The outdoor market gets really busy on the weekends, locals come and buy fresh produce in preparation for their end of week parties with family and friends. Below is a long line up for a potato vendor. Though all the stalls sell potatoes, this one was especially popular this day.
Not everyone likes getting their picture taken at work.
Typical fall vegetables. I love the green tomatoes, people pickle them in vinegar and serve them with homemade booze called rakia (rakia is the national drink and tastes like jet fuel, we avoid it at all cost).
At the end of the outdoor market a lady sells the most succulent French fries. The potatoes are sweet, almost vanilla flavored and I’m pretty sure they are fried in goose fat. OMG! Seriously, these are the best fries in the world.
Next, I like shopping in the only Chinese store (that I know of) in Bulgaria. This trip I picked up a tub of Chinese style miso, spicy dried chilies with toasted sesame, a plum sauce and shrimp crackers. It’s really a challenge buying strange ingredients when the labels are written in Chinese and Bulgarian but I don’t mind coming home with a few surprises.
A young Bulgarian girl who really wanted us to take her picture.
Sofia is a strange place, such beauty mixed in with sadness. You can see impressively ornate Austro-Hungarian buildings and parliaments beside derelict abandoned homes, brand new flagship Mercedes zooming by old men begging for change, 6 foot tall supermodels dripping in jewelry walking past children with no shoes. None of it makes sense.
Another house used to live here.
Next on our tour, sushi and drunken walking…
Matt and I hate appointments, the responsibly of being at a certain place at a certain time is far too taxing on us, we like to live minute by minute when we travel.

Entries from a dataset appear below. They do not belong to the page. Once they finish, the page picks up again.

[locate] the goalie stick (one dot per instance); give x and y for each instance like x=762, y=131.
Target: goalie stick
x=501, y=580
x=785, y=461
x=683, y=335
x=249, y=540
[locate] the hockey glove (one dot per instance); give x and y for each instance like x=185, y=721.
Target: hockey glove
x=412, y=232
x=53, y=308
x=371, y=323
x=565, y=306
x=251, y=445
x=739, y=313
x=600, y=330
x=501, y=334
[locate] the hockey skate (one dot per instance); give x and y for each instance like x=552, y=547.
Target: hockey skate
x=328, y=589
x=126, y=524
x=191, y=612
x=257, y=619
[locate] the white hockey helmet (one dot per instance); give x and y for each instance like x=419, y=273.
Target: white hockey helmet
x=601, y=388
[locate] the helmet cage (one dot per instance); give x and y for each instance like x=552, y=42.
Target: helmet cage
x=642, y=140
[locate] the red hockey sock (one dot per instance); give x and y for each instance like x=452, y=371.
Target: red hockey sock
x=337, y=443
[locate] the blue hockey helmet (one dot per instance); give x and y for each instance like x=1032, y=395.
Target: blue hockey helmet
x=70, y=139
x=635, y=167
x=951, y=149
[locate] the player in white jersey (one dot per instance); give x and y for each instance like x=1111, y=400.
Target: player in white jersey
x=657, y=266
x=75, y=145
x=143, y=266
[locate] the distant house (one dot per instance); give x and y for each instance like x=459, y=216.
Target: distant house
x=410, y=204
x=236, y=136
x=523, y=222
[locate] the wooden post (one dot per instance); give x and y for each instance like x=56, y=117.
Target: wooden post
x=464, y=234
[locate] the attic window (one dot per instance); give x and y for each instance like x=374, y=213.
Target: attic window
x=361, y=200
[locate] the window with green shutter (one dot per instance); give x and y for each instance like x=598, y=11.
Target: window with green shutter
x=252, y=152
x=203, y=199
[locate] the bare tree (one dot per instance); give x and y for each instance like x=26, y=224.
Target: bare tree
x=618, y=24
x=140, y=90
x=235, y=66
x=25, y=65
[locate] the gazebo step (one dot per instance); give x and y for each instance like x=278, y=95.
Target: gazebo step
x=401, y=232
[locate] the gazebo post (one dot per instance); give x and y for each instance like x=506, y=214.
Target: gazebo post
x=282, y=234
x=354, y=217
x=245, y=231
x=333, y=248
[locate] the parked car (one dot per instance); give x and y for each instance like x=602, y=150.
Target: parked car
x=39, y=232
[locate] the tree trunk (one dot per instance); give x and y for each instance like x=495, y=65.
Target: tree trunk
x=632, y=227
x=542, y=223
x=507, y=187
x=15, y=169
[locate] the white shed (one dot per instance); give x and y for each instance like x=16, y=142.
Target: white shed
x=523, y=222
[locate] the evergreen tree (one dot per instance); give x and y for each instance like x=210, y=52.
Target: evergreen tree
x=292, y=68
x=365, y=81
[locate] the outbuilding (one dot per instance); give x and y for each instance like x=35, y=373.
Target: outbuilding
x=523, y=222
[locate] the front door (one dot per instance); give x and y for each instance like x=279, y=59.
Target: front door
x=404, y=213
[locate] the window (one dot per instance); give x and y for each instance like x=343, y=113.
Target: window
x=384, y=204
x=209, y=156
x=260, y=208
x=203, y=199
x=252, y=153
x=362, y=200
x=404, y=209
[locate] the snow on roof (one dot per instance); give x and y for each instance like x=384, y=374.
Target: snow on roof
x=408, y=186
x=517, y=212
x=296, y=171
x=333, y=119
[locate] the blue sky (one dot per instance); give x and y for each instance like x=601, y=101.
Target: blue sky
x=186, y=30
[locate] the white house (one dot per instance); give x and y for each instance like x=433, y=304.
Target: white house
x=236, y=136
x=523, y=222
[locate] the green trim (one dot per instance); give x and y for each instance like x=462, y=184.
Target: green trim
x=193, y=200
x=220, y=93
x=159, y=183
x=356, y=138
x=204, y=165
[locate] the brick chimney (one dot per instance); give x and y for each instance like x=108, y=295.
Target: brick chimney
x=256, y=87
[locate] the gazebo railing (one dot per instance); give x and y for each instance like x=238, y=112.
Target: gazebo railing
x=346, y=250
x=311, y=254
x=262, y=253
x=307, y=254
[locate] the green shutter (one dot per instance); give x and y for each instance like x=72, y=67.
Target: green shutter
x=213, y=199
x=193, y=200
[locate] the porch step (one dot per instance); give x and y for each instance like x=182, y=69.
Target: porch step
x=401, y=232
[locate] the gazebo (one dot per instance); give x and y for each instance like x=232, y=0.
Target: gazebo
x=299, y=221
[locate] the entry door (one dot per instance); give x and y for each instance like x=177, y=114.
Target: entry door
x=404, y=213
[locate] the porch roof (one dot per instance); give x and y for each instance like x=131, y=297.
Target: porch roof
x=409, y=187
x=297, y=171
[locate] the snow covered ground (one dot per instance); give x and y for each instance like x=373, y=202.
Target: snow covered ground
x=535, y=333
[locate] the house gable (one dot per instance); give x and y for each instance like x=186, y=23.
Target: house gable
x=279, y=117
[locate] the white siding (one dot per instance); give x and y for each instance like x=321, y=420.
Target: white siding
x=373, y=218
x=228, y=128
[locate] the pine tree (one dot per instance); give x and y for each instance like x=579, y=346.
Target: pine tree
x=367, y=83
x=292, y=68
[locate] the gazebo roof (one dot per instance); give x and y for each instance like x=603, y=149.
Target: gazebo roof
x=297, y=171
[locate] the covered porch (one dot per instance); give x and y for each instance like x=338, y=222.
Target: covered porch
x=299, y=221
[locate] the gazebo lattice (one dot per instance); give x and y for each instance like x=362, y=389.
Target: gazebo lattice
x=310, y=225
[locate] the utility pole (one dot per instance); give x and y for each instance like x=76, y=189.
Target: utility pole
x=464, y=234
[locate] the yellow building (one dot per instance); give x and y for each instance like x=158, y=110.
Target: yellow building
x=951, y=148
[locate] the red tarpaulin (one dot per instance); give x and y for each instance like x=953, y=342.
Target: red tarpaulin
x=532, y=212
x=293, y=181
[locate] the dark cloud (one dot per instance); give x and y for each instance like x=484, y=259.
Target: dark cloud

One of our favorite things to do in Sofia is pig out on sushi and rose wine and we discovered that by reserving online we can get 20% off the entire bill! So it was set in stone, 6pm at Happy Sushi, we had to be there rain or shine (how could we handle all this stress!).
We stopped at a cool underground pub along the way and chatted with a group of Austrian men who vacation together in a new country every year to drink beer and get away from their wives (I hear the wives have their own outings). I just love Europe and how easy it is to travel around here.
I’m telling a fascinating story here…I’m pretty sure I’m drunk.
5:55pm, yay we made it!
I don’t have any sushi photos but believe me it was delicious!
We stopped at the indoor market before it closed and stocked up on snacking sausages. Smokey, ooey gooey homemade sausages, drool!
We slowly made our way back to the camper and drank some more wine, ate snacks and watched a few episodes of Anthony Bourdain before falling asleep.
Another thing we like to do in Sofia is explore the residential areas (Matt calls them ‘suburbia’). Mazes of communist era block buildings with courtyards and playgrounds with old men playing cards and drinking coffee and rakia.
Once in a while you can find little cafes, Bulgarians are crazy about cafes.
All streets lead to Vitosha street, the main pedestrian road lined with shops and cafes.